Saturday, June 13, 2015

Kosciuszko Hall, 1964



i’ve known this customer for 3 years now. he’s always been pleasant, interested in my work. he asks questions now and then but not in an irritating or prying way. he’s a curious man. from the casual 5 minutes we share before i treat his property, i have gleaned that he teaches high school math. and he looks the part; dry, monotone but in a semi-rural midwestern way. his glasses wouldn’t have been in fashion 30 years ago. all his teeth were gapped and when he spoke his tongue was a bit clumsy. like he had a speech impediment when he was young but overcame it with enough practice in the mirror. nice guy, normal and boring. but the world is lousy with people that look normal and boring but harbor a strangeness in them. 

he’s a teetotaler but not preachy about it. the type of man that has a club soda with lime at the bar and sticks around for the local color and some conversation. he always takes a handful of matchbooks as souvenirs. three of them. he impresses this number on me. as if it means something he’ll never explain. he takes them home and stores them in a small box he built to accommodate the size of a matchbook but probably about 20 some deep. he showed me a few of his pride and joy. matchbooks he would’ve been too young to gain first hand. some advertise war bonds. some bear the name of the old ‘sons of norway’ in palatine. i wonder if there’s some flee market mafia that deals just in old matchbooks. the artwork is beautiful, if not unassuming.

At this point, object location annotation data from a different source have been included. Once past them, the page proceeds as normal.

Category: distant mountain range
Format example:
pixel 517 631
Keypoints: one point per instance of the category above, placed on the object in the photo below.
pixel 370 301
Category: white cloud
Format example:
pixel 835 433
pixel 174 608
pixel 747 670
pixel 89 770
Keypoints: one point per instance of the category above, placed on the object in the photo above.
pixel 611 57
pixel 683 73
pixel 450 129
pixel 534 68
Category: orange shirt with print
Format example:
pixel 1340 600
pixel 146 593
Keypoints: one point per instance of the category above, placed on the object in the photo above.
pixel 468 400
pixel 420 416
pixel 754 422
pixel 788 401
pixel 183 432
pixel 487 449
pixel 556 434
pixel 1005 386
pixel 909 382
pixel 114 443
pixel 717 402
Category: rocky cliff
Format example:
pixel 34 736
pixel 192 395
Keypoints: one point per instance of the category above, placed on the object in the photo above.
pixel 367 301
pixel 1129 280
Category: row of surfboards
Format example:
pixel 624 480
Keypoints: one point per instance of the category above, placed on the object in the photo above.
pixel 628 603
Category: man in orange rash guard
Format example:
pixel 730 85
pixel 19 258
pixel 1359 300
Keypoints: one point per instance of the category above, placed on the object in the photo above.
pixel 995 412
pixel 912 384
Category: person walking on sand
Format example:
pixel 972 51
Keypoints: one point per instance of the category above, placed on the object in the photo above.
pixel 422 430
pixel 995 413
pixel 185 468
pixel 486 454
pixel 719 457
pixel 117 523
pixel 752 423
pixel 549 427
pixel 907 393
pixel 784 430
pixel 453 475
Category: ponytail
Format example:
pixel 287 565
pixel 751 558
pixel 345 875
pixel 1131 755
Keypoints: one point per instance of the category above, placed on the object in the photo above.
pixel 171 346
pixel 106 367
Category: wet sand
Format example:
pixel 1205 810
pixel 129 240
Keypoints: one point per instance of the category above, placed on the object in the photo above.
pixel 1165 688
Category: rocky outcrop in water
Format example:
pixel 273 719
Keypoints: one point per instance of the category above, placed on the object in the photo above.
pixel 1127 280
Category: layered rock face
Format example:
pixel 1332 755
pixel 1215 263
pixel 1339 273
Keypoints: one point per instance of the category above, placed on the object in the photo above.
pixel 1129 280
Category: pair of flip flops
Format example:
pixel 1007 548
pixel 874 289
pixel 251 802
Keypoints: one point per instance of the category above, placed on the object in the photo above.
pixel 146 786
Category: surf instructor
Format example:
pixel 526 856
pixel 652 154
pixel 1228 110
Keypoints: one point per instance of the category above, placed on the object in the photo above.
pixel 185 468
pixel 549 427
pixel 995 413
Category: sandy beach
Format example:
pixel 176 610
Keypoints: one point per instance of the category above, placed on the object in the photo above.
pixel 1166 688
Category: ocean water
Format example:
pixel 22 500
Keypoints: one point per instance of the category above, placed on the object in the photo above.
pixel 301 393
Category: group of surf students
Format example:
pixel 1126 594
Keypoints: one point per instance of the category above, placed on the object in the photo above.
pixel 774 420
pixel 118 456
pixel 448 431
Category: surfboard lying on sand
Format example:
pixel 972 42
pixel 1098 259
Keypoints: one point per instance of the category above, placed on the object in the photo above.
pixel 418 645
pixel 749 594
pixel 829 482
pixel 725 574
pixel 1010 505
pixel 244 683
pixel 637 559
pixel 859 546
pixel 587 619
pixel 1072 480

i wouldn’t pay too much attention to this customer but something about him makes me take note. chuck remembers my name by the sound of my voice when i call. 

‘hi this is..’
‘henry, how you doing’

he always knows within 3 syllables time which i feel is a bit odd. i don’t think i have a notable voice. but who knows.

chuck knows that i take care of my folks. that i came back from grad school. that i wanted to be a teacher, like him, but got lost along the way. i guess that’s just the way it goes. we get lost along the way. he knows i make something in the neighborhood of nothing. not enough to move upstream. just enough to drown away another year. and then another.

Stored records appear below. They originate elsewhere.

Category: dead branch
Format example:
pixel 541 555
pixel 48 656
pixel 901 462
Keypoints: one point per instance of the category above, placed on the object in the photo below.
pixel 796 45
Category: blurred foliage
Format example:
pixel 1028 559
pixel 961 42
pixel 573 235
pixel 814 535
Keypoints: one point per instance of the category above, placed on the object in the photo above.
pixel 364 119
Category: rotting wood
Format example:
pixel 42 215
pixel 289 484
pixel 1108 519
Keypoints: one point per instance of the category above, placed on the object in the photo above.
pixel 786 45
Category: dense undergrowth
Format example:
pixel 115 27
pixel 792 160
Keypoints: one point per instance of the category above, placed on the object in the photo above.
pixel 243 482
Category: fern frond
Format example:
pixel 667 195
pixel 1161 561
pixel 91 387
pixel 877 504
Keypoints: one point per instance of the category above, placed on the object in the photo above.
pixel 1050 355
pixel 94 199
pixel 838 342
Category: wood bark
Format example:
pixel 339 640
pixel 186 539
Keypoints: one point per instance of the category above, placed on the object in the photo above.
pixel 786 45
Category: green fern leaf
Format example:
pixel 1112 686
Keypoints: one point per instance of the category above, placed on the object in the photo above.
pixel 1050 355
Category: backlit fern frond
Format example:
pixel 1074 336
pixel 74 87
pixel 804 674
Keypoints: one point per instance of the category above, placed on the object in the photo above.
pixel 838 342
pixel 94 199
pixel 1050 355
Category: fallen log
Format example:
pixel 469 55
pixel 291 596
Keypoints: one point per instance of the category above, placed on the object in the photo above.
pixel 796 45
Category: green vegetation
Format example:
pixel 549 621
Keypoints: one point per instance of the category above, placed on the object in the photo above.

i keep it brief and detached. but he can tell. people may listen for shit. people may lack empathy. but they can tell. you linger just a little. your smile is just a touch vacant. looks like a smile but something about it says there’s something missing. people know when you’re a glass half empty. or in my case, a glass that broke.

he back hands my arm.

‘ya know what? i want you to have something.’

he runs into the garage, pulls out the small wooden box. thumbing through his collection like he knows just what i need. this is the key you need to open the attic. this is the potion that gives men the strength to endure.

‘this is just what you need’

hands me a matchbook. Kosciuszko Hall, 1964.

‘where the party begins and ends’

on the inside, it’s down three matches. with the words ‘Big Bad Wolf’ and a phone number writ in pen. just a little faded.

‘you look like a Big Bad Wolf


i give an honest grin and tell him i have to run. i shake his hand and head to the next job.